The problem with selling products is that your media reach might not be where it needs to be. My audience, for example, is relatively small; if I sold a $100 product, maybe I’d get an occasional purchase. And yeah, it’s a lever because I wouldn’t have to work hard after the initial set-up phase.

The problem is that the initial set-up phase might not be worth it. Dividend investing, however, is a side hustle with almost completely predictable results. I know if I put XYZ capital into ABC fund, I can expect ~5-10% growth. As opposed to building a product I could sell, those dividends go up almost every quarter because of reinvestment. All of this without me having to do anything. To me that’s a superior lever.

Software: SaaS and AI

There’s no shortage of software you can acquire today that will extend your leverage:

  • Collective is an all-in-one finance platform for freelancers
  • Beehiiv is a newsletter platform
  • So is Ghost
  • Testimonial helps you collect testimonials from customers and clients
  • Tella TV lets you record videos and lectures for repeatable products
  • Grammarly in your Google Docs automatically edits for you
  • Harlow is an all-in-one freelance platform
  • I’ve seen freelancers use Authory for their portfolio
  • I use Hypefury to schedule and optimize my twitter publishingQuillbot paraphrases lengthy research for quick digestion

AI is another hot topic and such a powerful lever that many writers fear it will replace us one day.
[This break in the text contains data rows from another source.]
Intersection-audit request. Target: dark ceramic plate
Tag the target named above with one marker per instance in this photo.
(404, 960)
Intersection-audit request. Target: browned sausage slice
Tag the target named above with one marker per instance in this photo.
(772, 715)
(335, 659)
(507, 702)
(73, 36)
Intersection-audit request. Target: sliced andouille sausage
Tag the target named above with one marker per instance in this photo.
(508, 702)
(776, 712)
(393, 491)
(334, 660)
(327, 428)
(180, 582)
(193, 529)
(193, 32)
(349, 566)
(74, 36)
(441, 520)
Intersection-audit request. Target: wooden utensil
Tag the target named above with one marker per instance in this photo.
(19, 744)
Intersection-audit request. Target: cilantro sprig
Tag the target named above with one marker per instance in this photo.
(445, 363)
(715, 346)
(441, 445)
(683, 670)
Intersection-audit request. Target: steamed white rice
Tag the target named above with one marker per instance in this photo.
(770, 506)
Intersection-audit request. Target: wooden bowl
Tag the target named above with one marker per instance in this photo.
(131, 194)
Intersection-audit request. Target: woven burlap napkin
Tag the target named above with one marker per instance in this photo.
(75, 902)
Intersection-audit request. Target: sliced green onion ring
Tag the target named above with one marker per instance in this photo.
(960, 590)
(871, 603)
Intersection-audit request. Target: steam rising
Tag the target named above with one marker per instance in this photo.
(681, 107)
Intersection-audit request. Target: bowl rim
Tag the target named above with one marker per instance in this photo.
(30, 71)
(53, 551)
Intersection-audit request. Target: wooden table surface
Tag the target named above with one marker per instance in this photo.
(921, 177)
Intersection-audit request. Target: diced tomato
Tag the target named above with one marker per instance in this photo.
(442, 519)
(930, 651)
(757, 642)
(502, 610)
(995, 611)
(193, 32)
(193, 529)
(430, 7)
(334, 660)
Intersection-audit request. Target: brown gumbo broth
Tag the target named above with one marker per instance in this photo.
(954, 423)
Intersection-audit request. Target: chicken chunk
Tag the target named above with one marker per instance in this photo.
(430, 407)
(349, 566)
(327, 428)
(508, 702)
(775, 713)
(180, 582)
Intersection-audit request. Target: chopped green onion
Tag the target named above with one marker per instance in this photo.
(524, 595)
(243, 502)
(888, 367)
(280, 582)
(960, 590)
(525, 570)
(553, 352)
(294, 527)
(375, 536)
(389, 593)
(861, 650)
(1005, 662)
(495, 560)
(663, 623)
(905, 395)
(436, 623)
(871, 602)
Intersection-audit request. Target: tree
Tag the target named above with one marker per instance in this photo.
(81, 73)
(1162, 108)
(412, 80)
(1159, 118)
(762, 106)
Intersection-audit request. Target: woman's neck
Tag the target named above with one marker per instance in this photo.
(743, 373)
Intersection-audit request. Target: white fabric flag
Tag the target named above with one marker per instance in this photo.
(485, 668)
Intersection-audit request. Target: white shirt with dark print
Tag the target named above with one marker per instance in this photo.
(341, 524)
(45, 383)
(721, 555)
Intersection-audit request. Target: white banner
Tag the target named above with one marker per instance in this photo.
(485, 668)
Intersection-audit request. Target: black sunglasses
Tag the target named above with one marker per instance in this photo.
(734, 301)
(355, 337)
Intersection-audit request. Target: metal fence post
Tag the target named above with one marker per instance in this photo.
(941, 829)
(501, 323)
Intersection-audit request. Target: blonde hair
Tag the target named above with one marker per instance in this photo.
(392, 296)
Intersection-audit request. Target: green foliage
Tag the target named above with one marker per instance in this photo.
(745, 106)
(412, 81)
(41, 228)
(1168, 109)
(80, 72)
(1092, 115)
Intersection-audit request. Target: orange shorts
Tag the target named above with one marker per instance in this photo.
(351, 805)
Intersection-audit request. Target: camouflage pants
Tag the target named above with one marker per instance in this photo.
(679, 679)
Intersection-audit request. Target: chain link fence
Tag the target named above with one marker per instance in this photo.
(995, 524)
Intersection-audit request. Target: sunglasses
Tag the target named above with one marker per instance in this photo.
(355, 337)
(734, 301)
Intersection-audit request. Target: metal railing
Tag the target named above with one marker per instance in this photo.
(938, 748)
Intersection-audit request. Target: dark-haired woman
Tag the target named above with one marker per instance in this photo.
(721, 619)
For now, I think a healthy approach is for writers to use it, learn how to manage it, hedge against the possibility that we may become “AI Writer Editors” some day, and otherwise keep trying to beat it with our human brains.

Labor: Virtual Assistants, Ghostwriters, and Agencies

I hired a virtual assistant last month. My experience with virtual assistants before this hasn’t been great. It takes a while to onboard them and get them to figure out how to help me. Sometimes I don’t even know what tasks to assign. It often feels like I’m paying money just to train someone with no guarantee it will really help my freelancing business in the long run. The idea—to spend money so I spend less time with menial tasks—is caught up in the bottleneck of onboarding, requiring that I spend more time working. And paying money for the privilege of it.

But this time I’m sticking with the process. And you know what? It’s kind of working. I’ve outsourced a process or two that I would usually handle myself. Last week, I hit my productivity goal without feeling burned out or stressed.

Some freelance writers have enough growth that it’s time to subcontract ghostwriters or even hire them full-time to build agencies. And while “labor” is technically the oldest form of leverage in the book (not as efficient or snazzy as, say, creating an app that a million people download), it still works. You can accomplish more with a team.

Turn the First Gear

Amazon was a success story because Jeff Bezos discovered a hole in the Internet: no one was good at selling books online yet. He hammered away at that lever—sometimes doing the packing and driving down to the UPS store himself, along with his then-wife, MacKenzie—until he could add more to the Everything Store.

They say the path to success isn’t linear. And that’s true. Sometimes, all you can do is pick up the levers you see on the ground and use them to lift the next lever. Do that enough, and you have a gear. Maybe that first gear won’t move the needle much. But if you use it to turn a second gear…things eventually turn magical.